Conditions in terms of potential rearrangement established

Discreteness criteria derived via Lagrangian relaxation methods

Results extend to potentials with localized infinity sets

Abstract

This work is a continuation of our previos paper, where for the Schr\"odinger operator $H=-\Delta+ V(\e)\cdot$ $(V(\e)\ge 0)$, acting in the space $L_2(\R^d)\,(d\ge 3)$, some sufficient conditions for discreteness of its spectrum have been obtained on the base of well known Mazya -Shubin criterion and an optimization problem for a set function, which is an infinite-dimensional generalization of a binary linear programming problem. A sufficient condition for discreteness of the spectrum is formulated in terms of the non-increasing rearrangement of the potential $V(\e)$. Using the method of Lagrangian relaxation for this optimization problem, we obtain a sufficient condition for discreteness of the spectrum in terms of expectation and deviation of the potential.
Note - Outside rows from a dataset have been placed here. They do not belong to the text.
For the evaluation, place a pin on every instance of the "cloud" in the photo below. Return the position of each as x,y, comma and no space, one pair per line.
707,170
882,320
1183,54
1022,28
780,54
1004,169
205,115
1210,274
By means of suitable perturbations of the potential we obtain conditions for discreteness of the spectrum, covering potentials which tend to infinity only on subsets of cubes, whose Lebesgue measures tend to zero when the cubes go to infinity. Also the case where the operator $H$ is defined in the space $L_2(\Omega)$ is considered ($\Omega$ is an open domain in $\R^d$).